Maltese fishermen sympathise with Sicilian colleagues who were fined for fishing illegally, saying first-time offenders should be let off with a warning.

Salvatore Saporito, 29, and Salvatore Penna, 52, were fined €20,000 each after admitting to catching less than €700 worth of prawns and hake in Maltese waters at the beginning of this month.

“Nobody is above the law but, as a fishing community, we agree that it would be more sensible to give a warning to first-time offenders,” said National Fisheries Cooperative general secretary, Raymond Bugeja.

“It is very hard for a fisherman to pay €20,000. This is his income for three years,” Mr Bugeja said.

He referred to previous cases when the Italian authorities had let off Maltese fishermen with just a warning after committing the same offence in waters around Lampedusa.

“We fishermen get along with the Italians. They work near us and we know how tough it would be to pay a fine of €20,000.”

Mr Penna, aboard La Madonnina, and Mr Saporito, on La Principessa Prima, were caught separately on the morning of August 1, a Thursday, and escorted to Malta by the armed forces.

They were forced to remain over the weekend because the office where they had to settle the fine had closed by the time the court hearing ended at 12.30pm on August 2.

Times of Malta contacted Mr Bugeja after an article appeared in Il Giornale di Ragusa last Sunday reporting that the crew of La Madonnina were innocent, saying they only admitted guilt so they could leave Malta.

Mr Bugeja said one of the reasons why first-time offenders should be given a warning was that long fishing lines could drift into Maltese waters without the Sicilians realising it.

Malta has a 25-mile fisheries management zone, which was negotiated during EU accession talks. It is ostensibly for conservation purposes and only vessels up to 12 metres long can fish in it.

Mr Bugeja said that Sicilian and other EU fishermen who satisfied the conditions of the 25-mile zone could be allowed by the Maltese authorities to fish within it, although this had never happened since Malta joined the EU.

In principle, EU states retain exclusive fishing rights up to 12 nautical miles from the coast, the fishermen note.

The crew of La Madonnina also told the Ragusa newspaper that Sicilian fishermen were usually the ones ordered to attend to vessels in distress carrying irregular migrants and were sometimes instructed to enter Maltese territorial waters to provide help. According to the Sicilian fishermen, AFM patrol boats watched from afar and sometimes “pushed back” the migrants.

However, an AFM spokesman said patrol boats did not “push back” irregular migrants or force them out of Maltese waters under any circumstances.

All vessels, regardless of whether they belonged to a State or were commercial vessels, had an obligation to assist persons in distress at sea, the AFM said. Such obligation derives from article 98(1) of the UN Convention on the Law of the Sea.

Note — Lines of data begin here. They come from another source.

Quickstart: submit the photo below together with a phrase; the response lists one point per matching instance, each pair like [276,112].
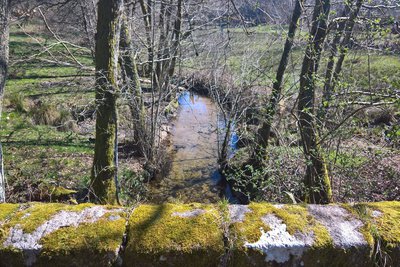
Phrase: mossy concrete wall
[259,234]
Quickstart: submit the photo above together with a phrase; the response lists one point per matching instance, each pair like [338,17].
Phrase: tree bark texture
[107,52]
[339,44]
[317,182]
[4,38]
[132,81]
[265,130]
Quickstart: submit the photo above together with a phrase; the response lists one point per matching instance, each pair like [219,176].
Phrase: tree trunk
[176,38]
[317,182]
[265,130]
[332,71]
[132,81]
[4,37]
[107,41]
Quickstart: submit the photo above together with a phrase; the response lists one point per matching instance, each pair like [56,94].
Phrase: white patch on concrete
[342,226]
[376,213]
[238,212]
[189,214]
[277,244]
[29,242]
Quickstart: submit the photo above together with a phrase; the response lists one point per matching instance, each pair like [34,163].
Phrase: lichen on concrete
[343,227]
[33,243]
[277,244]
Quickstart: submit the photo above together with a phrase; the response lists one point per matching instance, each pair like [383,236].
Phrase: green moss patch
[36,214]
[6,210]
[174,235]
[295,217]
[387,224]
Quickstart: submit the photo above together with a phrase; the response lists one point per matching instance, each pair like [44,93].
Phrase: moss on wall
[174,235]
[89,244]
[195,235]
[93,240]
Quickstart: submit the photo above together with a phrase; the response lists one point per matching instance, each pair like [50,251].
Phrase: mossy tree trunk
[4,37]
[103,185]
[317,182]
[132,82]
[339,44]
[265,130]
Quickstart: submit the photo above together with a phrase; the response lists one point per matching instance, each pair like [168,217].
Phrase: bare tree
[107,52]
[317,181]
[4,37]
[265,130]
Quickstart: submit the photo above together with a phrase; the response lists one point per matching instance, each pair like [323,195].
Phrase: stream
[194,175]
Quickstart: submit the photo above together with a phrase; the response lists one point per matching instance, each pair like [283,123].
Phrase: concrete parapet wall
[259,234]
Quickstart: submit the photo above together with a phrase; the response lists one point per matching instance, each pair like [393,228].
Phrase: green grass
[36,154]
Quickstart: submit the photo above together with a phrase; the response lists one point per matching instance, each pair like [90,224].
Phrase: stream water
[194,173]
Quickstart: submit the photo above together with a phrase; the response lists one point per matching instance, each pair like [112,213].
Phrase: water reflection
[195,152]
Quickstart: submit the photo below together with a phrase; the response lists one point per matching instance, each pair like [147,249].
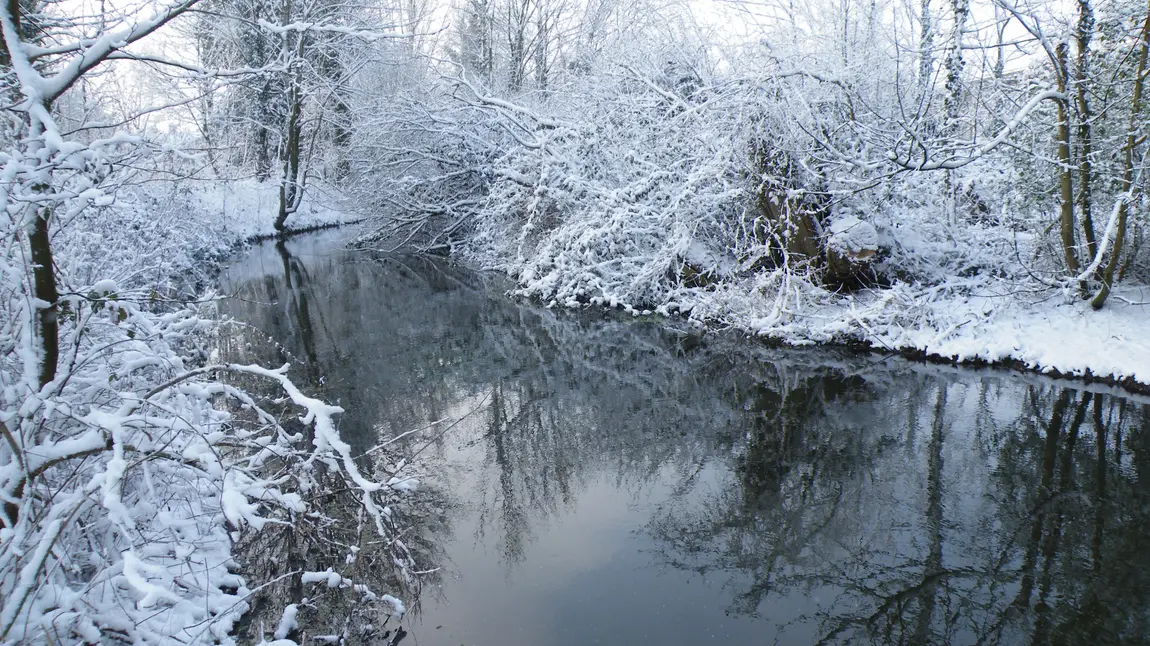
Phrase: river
[593,479]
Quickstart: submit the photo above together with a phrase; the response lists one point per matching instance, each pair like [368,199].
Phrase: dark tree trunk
[44,274]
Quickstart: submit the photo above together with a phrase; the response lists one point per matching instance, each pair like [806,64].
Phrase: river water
[592,479]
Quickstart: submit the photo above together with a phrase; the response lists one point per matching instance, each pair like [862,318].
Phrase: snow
[852,236]
[286,622]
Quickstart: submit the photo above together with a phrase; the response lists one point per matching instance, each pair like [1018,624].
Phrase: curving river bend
[593,479]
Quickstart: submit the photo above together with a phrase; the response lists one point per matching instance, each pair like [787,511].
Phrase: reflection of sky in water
[608,483]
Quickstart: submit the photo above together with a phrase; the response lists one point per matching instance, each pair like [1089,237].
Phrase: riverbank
[976,323]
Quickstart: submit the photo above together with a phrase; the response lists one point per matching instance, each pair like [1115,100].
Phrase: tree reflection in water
[830,499]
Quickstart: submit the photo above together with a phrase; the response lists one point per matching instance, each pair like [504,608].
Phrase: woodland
[955,178]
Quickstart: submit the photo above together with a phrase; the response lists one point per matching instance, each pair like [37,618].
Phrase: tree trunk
[44,275]
[290,183]
[1085,31]
[1065,168]
[1132,141]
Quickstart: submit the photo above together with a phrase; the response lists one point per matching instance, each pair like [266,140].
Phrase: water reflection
[622,483]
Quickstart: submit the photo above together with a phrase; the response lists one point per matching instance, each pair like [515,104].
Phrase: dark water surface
[618,482]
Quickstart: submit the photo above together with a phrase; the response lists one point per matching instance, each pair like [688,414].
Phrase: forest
[955,179]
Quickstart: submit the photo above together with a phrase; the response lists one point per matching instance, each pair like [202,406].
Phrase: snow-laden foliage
[131,458]
[811,185]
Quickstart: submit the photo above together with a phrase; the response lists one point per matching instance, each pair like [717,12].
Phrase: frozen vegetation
[958,178]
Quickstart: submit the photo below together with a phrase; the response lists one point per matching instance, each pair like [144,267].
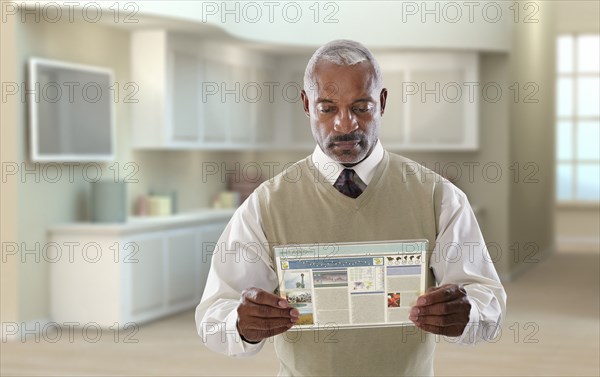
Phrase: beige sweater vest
[299,206]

The AFM spokesman added that the Malta Rescue Coordination Centre had not asked any Sicilian fishing vessel to render assistance over the past three months.

Mr Bugeja said it sometimes took too long for the authorities to rescue irregular migrants after they had sent a fishing vessel to provide assistance. “It could be there are some fishermen, Italian or Maltese, who may think about not reporting cases [concerning irregular migrants] knowing they will end up waiting a whole day for the authorities to arrive. I hope that is not the case,” he said.